Gold still on the slide, but could turn at any moment if trade war boils over

The trend is down, but there could be a sharp reversal if trade tensions escalate

The inverse relationship between gold and the US dollar continues to hold true

As predicted in this column a few weeks ago, gold has now begun the slow slide that was always inevitable in a rising interest rate environment. On 28 June the price hit a six month low of US$1,249 per ounce, with further selling pressure likely.

After all, with the yield on the US dollar rising, the economic rationale for holding gold is diminishing by the day.
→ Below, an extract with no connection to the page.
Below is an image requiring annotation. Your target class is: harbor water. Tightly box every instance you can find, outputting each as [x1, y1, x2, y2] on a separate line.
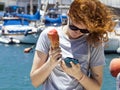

But, as is often the case with the barbarous relic, things aren’t quite that simple. 

In the first place, buyers of gold aren’t necessarily motivated by any kind of economic rationale. More often, indeed, it’s the opposite, naked fear. When fear trumps reason, investors buy gold.

And while rate rises might mitigate economic fears, there are other kinds of fear: political, military, social, cultural.

More pertinent to any attempt at rational analysis, are the risks the Trump administration has built in to this Obama-stimulated recovery.

Strong growth has allowed Mr Trump to be bold with tariffs, and from his point of view to provide further stimulus to certain underperforming areas of the US economy during a time of wider economic growth.

What isn’t clear though, is just what the costs of those tariffs will be. Two areas are of immediate concern: jobs and inflation.

With tariffs in place, it will be economic for some companies to keep jobs in the US where they might otherwise have been exported. But for those looking to sell outside of the US, like Harley Davidson, the opposite is true. Hit by a tit-for-tat European tariff that will increase the cost of their motorcycles by more than US$1,600 apiece, the company has taken the perfectly rational decision to take some of its manufacturing abroad.

The result: it avoids tariffs, jobs are created in Europe and lost in America. It’s a simple and obvious progression, and if it’s repeated too many times across the US economy may begin to have implications for wider growth.

That in turn will have implications for the Federal Open Markets Committee and its stated aim of increasing US interest rates two more times this year. The likelihood at this point is that the rises will still happen, but a if a full blown trade war blows up and starts to magnify the Harley Davidson effect, then policymakers will be forced into a rethink.

Inflation, by contrast, has been broadly under control in the western world for many years now, and is unlikely to run away in a general sense just because the prices of certain commodities in the US are artificially supported by tariffs.

Nonetheless, in the specific industries which the tariffs support, such as steel the higher costs that ensure the security of US jobs will end up being passed onto customers. It’s not yet clear how willing they will be to pay inflated prices for US goods, or what this will do to Mr Trump’s popularity in blue-collar areas.

To be sure, the effects on the way manufactured goods are priced in the US will become clear only over time, but in the end localised inflation will be sure to distort the US economy still further. For Republicans and died-in-the-wool right-wingers it must seem strange that a President of their own ilk isn’t allowing the free market to have its say.

Tariffs are not the same as subsidies, but in terms of competitiveness there is an equivalence. Mr Trump will argue that the tariffs that he has imposed are simply a response to the long-standing practices adopted by the US’s trade partners.

Whether he’s right or wrong in that, that’s not how the rest of the world sees it. As far as the world’s other major economies are concerned, Mr Trump has started this trade war, and they are absolved of blame. In particular, the Europeans are quite content to step up to the plate and fight back, and even to escalate.

In this environment, the economic rationale for the weakening of the gold price begins to assume a smaller significance. It would only take a slight ratcheting up of the rhetoric for the fear factor to overcome all the recent incremental declines in the gold price. If it doesn’t come, gold will continue to slide. But if it does, those who have bought on the dips will be sitting on significant gains.